И вдруг спросила небрежным тоном:

— Знаете, что я ему ответила? Сказать? Нипочем не угадаете. Я сказала: «Никуда не поеду...» Куда ехать? От судьбы разве убежишь? А может быть, все-таки попытаться убежать? Зашла вот посоветоваться: две красивые бабы — это ведь стоит целого наркомата... Бежать или не бежать, вот в чем вопрос.

— Не понимаю, как можно об этом даже думать...

— Ну, милая, это уже безвкусица. Это ответ героини из плохой молодежной пьесы. Давайте порассуждаем реально. Мы с вами, две интеллигентки, по разным причинам остались у немцев. Желали мы того или не желали, вольно или невольно, мы вели с гитлеровцами дела. Сограждане это знают. Так? Что нас ждет? Арест? Вероятно. Тюрьма? Вряд ли,— ведь многие миллионы живут на оккупированной территории, всех не пересажаешь. Но презрение, всеобщее презрение,— это гарантировано... Обсуждаю другой вариант. Мы уезжаем с ними. Ну, вы врач и, вероятно, найдете себе работу. А я? Стоять где-нибудь у станка с остарбайтер? Благодарю покорно! Или петь в каком-нибудь офицерском кабаке? — И тотчас же, дивно преобразившись в уличную девку, хриплым, вызывающим голосом она запела:

Перед казармой, перед большими воротами,

Стоял фонарь, стоит и до сих пор.

Нет, карьера Лили Марлен не для меня. Так что же делать? А? Какие рекомендации даст доктор Вера заслуженной истеричке республики?

Подбородок Ланской съежился, она закусила губу, опустила голову, сжала ее руками.
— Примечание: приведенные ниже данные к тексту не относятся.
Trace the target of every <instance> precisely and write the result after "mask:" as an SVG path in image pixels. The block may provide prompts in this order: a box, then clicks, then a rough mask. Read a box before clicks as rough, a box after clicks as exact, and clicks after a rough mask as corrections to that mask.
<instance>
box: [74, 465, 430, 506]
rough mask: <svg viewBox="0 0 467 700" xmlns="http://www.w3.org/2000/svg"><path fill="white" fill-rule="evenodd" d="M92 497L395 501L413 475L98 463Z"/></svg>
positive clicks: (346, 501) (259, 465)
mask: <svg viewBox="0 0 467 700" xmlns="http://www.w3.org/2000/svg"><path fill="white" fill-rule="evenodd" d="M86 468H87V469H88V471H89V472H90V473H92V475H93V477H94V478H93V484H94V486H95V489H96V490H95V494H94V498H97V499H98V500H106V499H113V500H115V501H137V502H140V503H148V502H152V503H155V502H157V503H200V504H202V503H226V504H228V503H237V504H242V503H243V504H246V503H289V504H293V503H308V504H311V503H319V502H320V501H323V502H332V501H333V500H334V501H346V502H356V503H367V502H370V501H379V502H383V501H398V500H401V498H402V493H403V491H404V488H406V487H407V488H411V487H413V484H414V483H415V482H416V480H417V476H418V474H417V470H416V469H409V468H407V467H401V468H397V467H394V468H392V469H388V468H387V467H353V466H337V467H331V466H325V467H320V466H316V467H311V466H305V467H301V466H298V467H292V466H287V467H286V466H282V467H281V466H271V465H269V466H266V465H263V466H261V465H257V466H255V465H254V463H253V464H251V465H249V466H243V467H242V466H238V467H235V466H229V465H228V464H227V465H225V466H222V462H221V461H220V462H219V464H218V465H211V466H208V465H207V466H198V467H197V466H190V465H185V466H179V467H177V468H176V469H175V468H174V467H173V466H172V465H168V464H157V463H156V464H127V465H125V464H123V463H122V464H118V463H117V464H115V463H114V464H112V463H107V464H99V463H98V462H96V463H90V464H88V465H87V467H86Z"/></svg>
Мне стало даже жаль ее. Вдруг она вскочила, вышла, вернулась с початой бутылкой коньяку. Выплеснула из двух мензурок заготовленные тетей Феней для кого-то лекарства.

— Без бутылки не разберешься. Знаете, какой-то поэт написал: «Гаснут звезды Зодиака, спит собака Водолей, выпьем рюмку кониака, сердцу будет веселей».— Лихо выпив, налила себе еще.— Ну чего же вы, Верочка Николаевна?

Я выпила.

— Кстати, учтите: за нами в щель между шкафами следят глаза двух девчонок, и в ваше досье где-то запишут: «Распивала французский коньяк с немецкой овчаркой».
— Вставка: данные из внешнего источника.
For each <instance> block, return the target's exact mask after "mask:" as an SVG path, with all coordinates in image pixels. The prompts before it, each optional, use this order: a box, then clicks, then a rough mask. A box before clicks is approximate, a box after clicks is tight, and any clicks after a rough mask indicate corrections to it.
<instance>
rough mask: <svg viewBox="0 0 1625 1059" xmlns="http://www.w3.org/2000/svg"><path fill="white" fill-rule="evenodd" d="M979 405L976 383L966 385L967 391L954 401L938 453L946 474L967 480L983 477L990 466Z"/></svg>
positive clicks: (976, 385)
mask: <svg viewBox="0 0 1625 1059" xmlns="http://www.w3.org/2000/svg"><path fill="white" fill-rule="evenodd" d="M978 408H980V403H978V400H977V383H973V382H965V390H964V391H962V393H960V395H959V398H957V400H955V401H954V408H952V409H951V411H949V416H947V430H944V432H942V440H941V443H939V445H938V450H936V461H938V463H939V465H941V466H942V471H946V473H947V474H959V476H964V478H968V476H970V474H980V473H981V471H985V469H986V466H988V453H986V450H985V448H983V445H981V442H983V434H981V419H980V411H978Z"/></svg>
Она заметно хмелела, мысли мрачнели, становились несвязными.

— Совсем недавно он говорил: «Разве не видишь — советская власть рушится...» Апокрифическая картина: летают железные птицы, терзают человеческие тела. Грядет архангел с огненным мечом... Красная Армия бежит и неизвестно где остановится. За Окой? За Волгой? За Уральским хребтом? Зачем нам, будто осенним листьям, сорванным с ветки, нестись по ветру неизвестно куда... Ах, как он просчитался, этот лауреат, орденоносец, депутат... Думаете, не вижу, как смотрят на меня ваши огромные глаза? Презираете? Да? Ну и презирайте, черт с вами... Разрешаю. Знаете, кого вы мне напоминаете? Катерину из «Грозы». Только вы даже мужу не решитесь изменить и делаете вид, что не замечаете, как этот ваш агроном Карлов ест вас глазами... Впрочем, он такой же агроном и такой же Карлов, как я непорочная дева Мария, и вы, голубушка, это знаете не хуже меня. Но... ваша любимая реплика: «Но я другому отдана и буду век ему верна». Что, не так? Я вас насквозь вижу. Ну ладно. Выпьем, Вера, выпьем тут, на том свете не дадут. Ну, а если и дадут, выпьем там и выпьем тут.